AI and machine learning algorithms are getting better at predicting actions in videos.
The best of current algorithms can predict quite precisely where a baseball will go after it has been thrown, or the appearance of a road in the sequence to come. In other words? Predicting frames in the future of a movie.
A new approach proposed by researchers at Google, University of Michigan and Adobe advances the state of the art with large-scale models that generate high-quality video from just a few frames.
“With this project we aim to obtain accurate video forecasts. We will optimize the capabilities of a neural network ", the researchers wrote in a document which describes their work.
The team model
The team's core model is based on a stochastic video generation architecture, with a component that manages the predictions of the frames following those considered.

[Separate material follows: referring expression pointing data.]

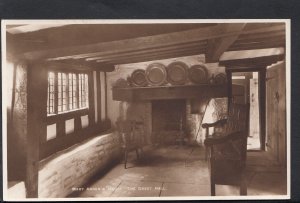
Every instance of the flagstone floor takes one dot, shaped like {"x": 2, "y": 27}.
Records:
{"x": 168, "y": 171}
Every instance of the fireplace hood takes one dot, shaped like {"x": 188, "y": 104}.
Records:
{"x": 174, "y": 92}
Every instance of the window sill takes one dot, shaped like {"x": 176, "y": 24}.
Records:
{"x": 66, "y": 115}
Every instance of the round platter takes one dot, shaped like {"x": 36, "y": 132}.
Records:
{"x": 177, "y": 73}
{"x": 138, "y": 78}
{"x": 198, "y": 74}
{"x": 220, "y": 78}
{"x": 156, "y": 74}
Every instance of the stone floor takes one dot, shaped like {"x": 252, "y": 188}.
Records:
{"x": 169, "y": 171}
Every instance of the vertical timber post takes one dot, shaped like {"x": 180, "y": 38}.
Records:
{"x": 229, "y": 87}
{"x": 262, "y": 107}
{"x": 37, "y": 127}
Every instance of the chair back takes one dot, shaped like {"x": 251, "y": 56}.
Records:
{"x": 238, "y": 121}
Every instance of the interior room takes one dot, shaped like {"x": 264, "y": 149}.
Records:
{"x": 152, "y": 109}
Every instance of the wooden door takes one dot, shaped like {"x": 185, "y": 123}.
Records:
{"x": 254, "y": 136}
{"x": 276, "y": 113}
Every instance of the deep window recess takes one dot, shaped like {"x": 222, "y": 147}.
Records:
{"x": 66, "y": 92}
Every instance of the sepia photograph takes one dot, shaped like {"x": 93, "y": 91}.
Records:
{"x": 180, "y": 109}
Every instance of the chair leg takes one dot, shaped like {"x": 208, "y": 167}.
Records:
{"x": 125, "y": 158}
{"x": 137, "y": 153}
{"x": 243, "y": 187}
{"x": 213, "y": 189}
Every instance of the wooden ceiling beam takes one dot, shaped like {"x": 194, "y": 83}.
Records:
{"x": 217, "y": 46}
{"x": 262, "y": 45}
{"x": 126, "y": 45}
{"x": 83, "y": 65}
{"x": 119, "y": 53}
{"x": 154, "y": 57}
{"x": 260, "y": 40}
{"x": 153, "y": 53}
{"x": 261, "y": 36}
{"x": 149, "y": 51}
{"x": 142, "y": 42}
{"x": 252, "y": 62}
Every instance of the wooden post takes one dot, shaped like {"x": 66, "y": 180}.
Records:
{"x": 105, "y": 78}
{"x": 98, "y": 78}
{"x": 229, "y": 87}
{"x": 91, "y": 98}
{"x": 37, "y": 127}
{"x": 262, "y": 107}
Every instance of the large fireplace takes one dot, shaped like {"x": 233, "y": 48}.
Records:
{"x": 168, "y": 120}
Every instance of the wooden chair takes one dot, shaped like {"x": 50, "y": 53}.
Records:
{"x": 227, "y": 149}
{"x": 130, "y": 140}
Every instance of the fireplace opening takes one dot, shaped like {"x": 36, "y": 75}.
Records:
{"x": 168, "y": 120}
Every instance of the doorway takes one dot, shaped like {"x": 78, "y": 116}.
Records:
{"x": 250, "y": 82}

The team trained and tested different versions of the model separately from custom datasets based on three forecast categories: interactions between objects, structured movement and partial observability.
For the first task (interactions with objects) the researchers selected 256 clips from a block of videos showing a robotic arm while interacting with towels.
For the second (structured movement) they edited clips from Human 3.6M, a block containing clips of humans performing actions like sitting in a chair.
As for the third (partial observability activity), used an open source KITTI driving dataset collected from footage of cameras mounted on car dashboards.
After this "training," the AI model generated up to 25 frames in the future.
Researchers report that "predictions" were preferred 90,2, 98,7% and 99,3% of the time by evaluators respectively to the three types of video: interactions between objects, structured movement and partial observability tasks. respectively.
Qualitatively, the team notes that the AI neatly represented human arms and legs and done "Very precise predictions that seemed realistic compared to the scenes represented in the video" .
"We found that maximizing the capacity of such models improves the quality of the video prediction," coauthors write. We hope our work will encourage the field to move in similar directions in the future. For example to see how far we can go ".